Special Olympics New Zealand also ran a Healthy Athletes® Programme during the Games, with athletes offered the opportunity to take part in screenings focused on hearing, eye sight, dental care, and podiatry. Around 70 voluntary clinicians were on deck to undertake these free health screenings. The data gathered will be used to provide valuable evidence-based research which will be shared with key influencers at government level and in the wider disability sector.
Special Olympics New Zealand is a year-round programme of sports training and competition for children and adults with intellectual disabilities.
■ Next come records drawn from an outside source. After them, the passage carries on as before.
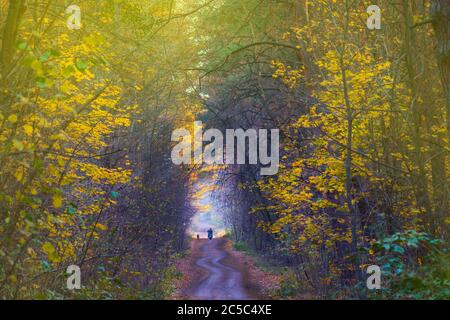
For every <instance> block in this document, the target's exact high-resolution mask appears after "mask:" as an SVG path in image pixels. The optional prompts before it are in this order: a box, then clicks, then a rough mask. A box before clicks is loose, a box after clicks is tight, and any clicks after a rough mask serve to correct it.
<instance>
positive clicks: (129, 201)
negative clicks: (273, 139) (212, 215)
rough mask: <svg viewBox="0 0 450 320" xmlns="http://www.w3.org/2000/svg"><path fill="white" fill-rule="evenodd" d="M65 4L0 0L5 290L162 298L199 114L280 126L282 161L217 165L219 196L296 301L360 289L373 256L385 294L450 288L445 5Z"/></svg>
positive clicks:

More than 6000 athletes throughout the country train and compete in 13 different Olympic-type summer and winter sports.
Founded in 1968 by Eunice Kennedy Shriver, Special Olympics provides athletes continuing opportunities to develop fitness, demonstrate courage and experience joy as they participate in the sharing of gifts and friendship with other athletes, their families and the community.
‘Opening Eyes’ truly rewarding
Lions clubs around the world support the Special Olympics-Lions Clubs International ‘Opening Eyes’ Programme. This $10 million LCIF initiative screens the vision of Special Olympics athletes – and has provided prescription eyewear to more than 200,000 athletes. Lions play a key role in the success of this programme through hands-on event support that includes: helping register athletes; providing colour vision and visual acuity tests, and distributing glasses and sports goggles to athletes.
To date, more than 8000 Lions worldwide have volunteered their time and talents to the Special Olympics, demonstrating the motto, "We Serve."
In Dunedin, PDG Les Box took on the massive task of organising a team of volunteers to assist in the Opening Eyes programme. Forty six volunteers, including 34 Lions, were rostered from 8am to 6pm Monday to Saturday during the Games.
“We really provided one-on-one support. Initially, the volunteers were given a training brief so they knew what needed to be done. Right from the start a Lion would escort the athlete through the process of filling in forms, asking about their vision history, checking that their glasses (if any) were correct for them, assisting the clinical team with eye testing,” PDG Les told Lion magazine.
“Feedback I have had from some volunteers was that this was one of the most humbling experiences in their Lions career. For me, the most touching part was on the Saturday night, handing out new glasses to the athletes. The special Olympians were so appreciative of our help. Those who didn’t need glasses were offered a pair of very funky sunglasses, and about 170 pairs of these were given out. Some were non-verbal but their faces said it all.
“This programme is a fantastic opportunity for Lions. The next summer games will be held in Wellington in November 2017. I urge Lions in that area to plan to be involved. It is after all, quite rare for us in New Zealand to be able to take direct part in a Lions International project.”